Vous pourrez retrouver ces deux artistes amis, sur le 1er CD éponyme de Jean-Charles, sus-cité, où ils interprètent, ensemble, en 11ème piste, le plinn « Les landes de Locarn ».

Une performance est à signaler, mais est-ce une prouesse ?... ou l’inévitable conséquence conjointe et tellement évidente d’une maitrise instrumentale exceptionnelle, d’une sincérité viscérale, d’une générosité à fleur de peau, d’une authenticité absolue dans la vénération que Jean-Charles porte à la Bretagne et aux ancêtres qui l’ont enracinée, toujours est-il que c’est, en une seule journée de mai 2025 et en une seule prise que « Panorama » a été enregistré au Novamax de Quimper, par Yannick BOUCHER.
Le mois suivant, le mastering a été assuré par Sébastien LORHO, au studio Near Deal Experience.
Ces deux sculpteurs de sons, par leur fin travail ont ajouté de la chaleur, de la rondeur, à la proximité.

« Panorama » s’ouvre sur une limpide mélodie titrée « Ma Dousig ». Point n’est besoin d’être un érudit de la langue bretonne, pour en saisir l’affectueux sens.
Jean-Charles GUICHEN a, en effet, choisi de dédier ce premier morceau, à celle qui partage ses notes, nombre de ses scènes et depuis, 2013, sa vie. Le jeu est particulièrement délié, caressant, la guitare est lumineuse… « Claire ».
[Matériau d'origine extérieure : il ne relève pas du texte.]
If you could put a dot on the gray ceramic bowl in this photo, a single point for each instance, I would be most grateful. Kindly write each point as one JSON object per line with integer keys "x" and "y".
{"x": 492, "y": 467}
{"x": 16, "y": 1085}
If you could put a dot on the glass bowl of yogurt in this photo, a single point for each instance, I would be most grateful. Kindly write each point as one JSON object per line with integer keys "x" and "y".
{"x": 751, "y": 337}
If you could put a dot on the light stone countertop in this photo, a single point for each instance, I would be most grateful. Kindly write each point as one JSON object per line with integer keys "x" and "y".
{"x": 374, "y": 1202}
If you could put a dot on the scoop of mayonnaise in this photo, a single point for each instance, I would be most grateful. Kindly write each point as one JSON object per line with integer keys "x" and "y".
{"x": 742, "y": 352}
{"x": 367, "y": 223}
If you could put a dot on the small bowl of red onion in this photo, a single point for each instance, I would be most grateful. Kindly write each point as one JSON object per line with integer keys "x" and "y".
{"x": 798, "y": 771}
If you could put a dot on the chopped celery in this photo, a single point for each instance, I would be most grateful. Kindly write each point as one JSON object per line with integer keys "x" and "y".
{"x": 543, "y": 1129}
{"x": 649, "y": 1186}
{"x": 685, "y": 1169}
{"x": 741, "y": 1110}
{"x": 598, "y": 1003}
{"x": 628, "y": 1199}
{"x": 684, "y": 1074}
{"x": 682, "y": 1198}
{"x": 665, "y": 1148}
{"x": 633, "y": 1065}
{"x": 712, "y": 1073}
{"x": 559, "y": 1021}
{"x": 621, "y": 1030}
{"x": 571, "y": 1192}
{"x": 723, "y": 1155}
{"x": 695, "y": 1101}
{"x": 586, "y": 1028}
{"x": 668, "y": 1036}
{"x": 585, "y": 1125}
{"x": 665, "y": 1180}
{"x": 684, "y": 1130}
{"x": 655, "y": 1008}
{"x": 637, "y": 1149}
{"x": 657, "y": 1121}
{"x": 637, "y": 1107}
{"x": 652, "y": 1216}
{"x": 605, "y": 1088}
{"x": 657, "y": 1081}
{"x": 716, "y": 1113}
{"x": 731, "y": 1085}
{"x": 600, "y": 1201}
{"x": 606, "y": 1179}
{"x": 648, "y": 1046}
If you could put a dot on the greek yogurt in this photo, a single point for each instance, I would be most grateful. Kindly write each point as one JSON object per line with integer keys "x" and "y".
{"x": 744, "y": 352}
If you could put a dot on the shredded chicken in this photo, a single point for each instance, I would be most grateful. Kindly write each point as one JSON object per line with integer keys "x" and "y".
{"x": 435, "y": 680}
Après un plus rythmé, dansant, « Keltiek » où l’on croit entendre deux guitares qui se répondent, le titre éponyme « Panorama », sur plus de 6 minutes, nous offre plusieurs mouvements, enchainant exposé, hispanisante invitation à la danse, suspens de fins de phrasés, crissements de slides, rupture de jeu avant l’endiablement rythmique final. Une belle fresque de l’expression artistique multiple de l’artiste.

En piste 4, « Ma c’hoarezhed » (mes sœurs) dédié à Pascale et Dominique, alterne notes syncopées et ballades, avant d’entrer dans la danse bretonne, se finissant en quasi coda de tango.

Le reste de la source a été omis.